My board is an Arduino Uno of unknown origin (I was passed this particular board to fix it but can't get more details on if its a clone board or not and where it was procured from).
On visual inspection there seems to be nothing wrong with the solder joints.
Plugged in with a known working USB cable (tested with other working Uno boards) and the right LEDs are lit with exception of Pin13 is not flashing (Its not a new board, so I assumed it was preloaded with a custom sketch).
Tried physical reset but its not showing any change. Computer (Win10) shows that the USB device is not recognised (checked with other working boards to rule out bad USB port) and tried updating the driver and it says its already on the best driver.
Now I did a swap of the Atmega chip with a known working chip, plugged in and I begin to see hope with the initially quick flashes of RX and TX LEDs apart from Pin13 and Power LED, but then it goes back to the same state as before and still with the "USB device not recognised" error.
Then I proceed to test the now swapped Atmega chip (from the subject board) to a known working Arduino Uno board, had an initial success with the COM port being recognised. Then I tried to upload the 'Blink' sketch and it gave a "avrdude: stk500_recv(): programmer is not responding." message. I had "verbose output" checked during uploading and notice that it dwells for a very long time with the last line showing "...4 more". This tells me that the Atmega chip is faulty as well.
Should I write off the board and call it a day or is there some workaround or fix that anyone had some success with?
Arduino Uno consists of two main parts: a USB-UART converter and an Atmega328P microcontroller. USB-UART can be of several types and each needs its own driver.
First, give a good photo of your board to identify the type of its USB-UART.
Thanks for the replies guys. Yes I am experimenting with the board to learn as much as I can and its been a hoot so far. I've included the picture of said faulty board for reference. Unfortunaley, I'm a new user so I can only upload 1 at a time. Yes, the Atmega is purposely missing in the picture.
Coincidentally was just reading about it as a possible solution. If I got the gist correctly: Its a USB stick that have jumper cables that goes into the ICSP nodes on the board and detect it from there? If you happen to come across good material online, do link it here. To answer your question though, no I haven't tried it and its probably my next best course of action. I'll need to buy the USB programmer first of course.

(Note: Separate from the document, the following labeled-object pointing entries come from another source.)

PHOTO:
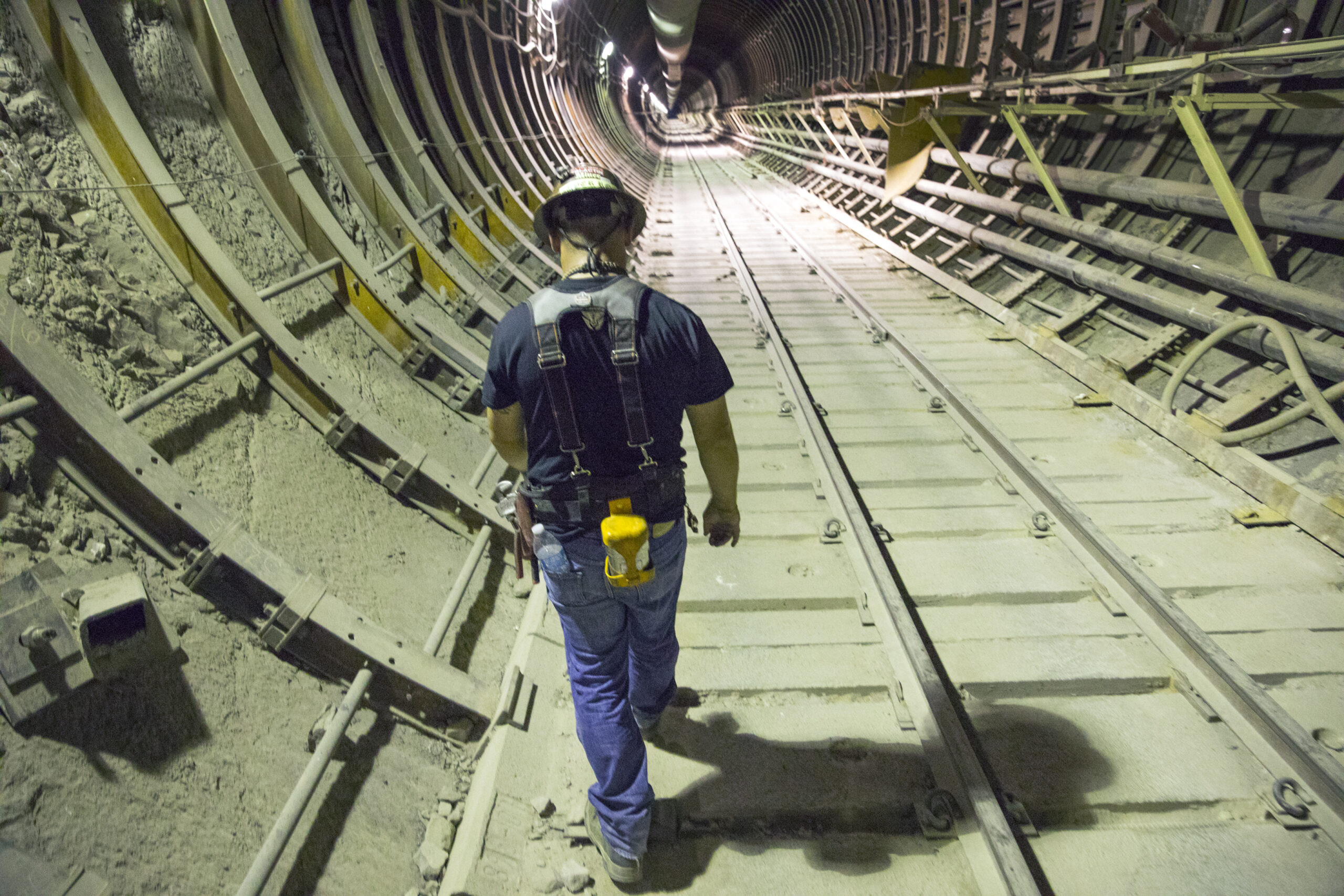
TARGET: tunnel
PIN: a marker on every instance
(992, 350)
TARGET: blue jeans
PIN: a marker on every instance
(622, 649)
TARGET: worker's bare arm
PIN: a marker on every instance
(508, 434)
(713, 430)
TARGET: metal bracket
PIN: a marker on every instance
(831, 531)
(202, 562)
(346, 426)
(292, 613)
(937, 815)
(1253, 516)
(405, 468)
(1196, 700)
(1189, 116)
(952, 148)
(1011, 117)
(417, 356)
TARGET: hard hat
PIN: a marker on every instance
(596, 184)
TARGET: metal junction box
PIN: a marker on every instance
(59, 632)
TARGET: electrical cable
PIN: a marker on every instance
(1316, 400)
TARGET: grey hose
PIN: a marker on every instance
(1316, 400)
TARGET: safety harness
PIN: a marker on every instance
(654, 491)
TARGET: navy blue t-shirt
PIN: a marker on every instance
(679, 366)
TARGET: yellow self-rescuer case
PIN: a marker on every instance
(627, 539)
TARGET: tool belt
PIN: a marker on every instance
(656, 498)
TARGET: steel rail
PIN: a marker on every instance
(949, 746)
(1308, 304)
(89, 92)
(476, 241)
(1312, 511)
(1326, 361)
(214, 555)
(1276, 212)
(1273, 736)
(241, 109)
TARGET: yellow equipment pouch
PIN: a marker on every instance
(627, 539)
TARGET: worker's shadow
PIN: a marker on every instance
(145, 716)
(846, 805)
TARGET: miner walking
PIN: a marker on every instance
(585, 390)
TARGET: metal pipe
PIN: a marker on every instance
(1276, 212)
(674, 25)
(1318, 308)
(455, 594)
(1312, 305)
(265, 861)
(17, 407)
(301, 277)
(188, 376)
(483, 468)
(1326, 361)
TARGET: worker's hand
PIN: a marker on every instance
(723, 525)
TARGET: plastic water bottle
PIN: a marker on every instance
(549, 551)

You have a clone of Arduino Uno with 16u2 USB-UART bridge. It need the same driver as original Arduino Uno. You may reinstall your driver or try on another computer.
I did try on another computer before, same output.
If its the same driver, shouldn't it already work as I have the other working boards which I believe are original boards.
Anyway I'm searching for atmega16u2 drivers and google came up with several answers. Going to have a go at it and report my findings when I get the time.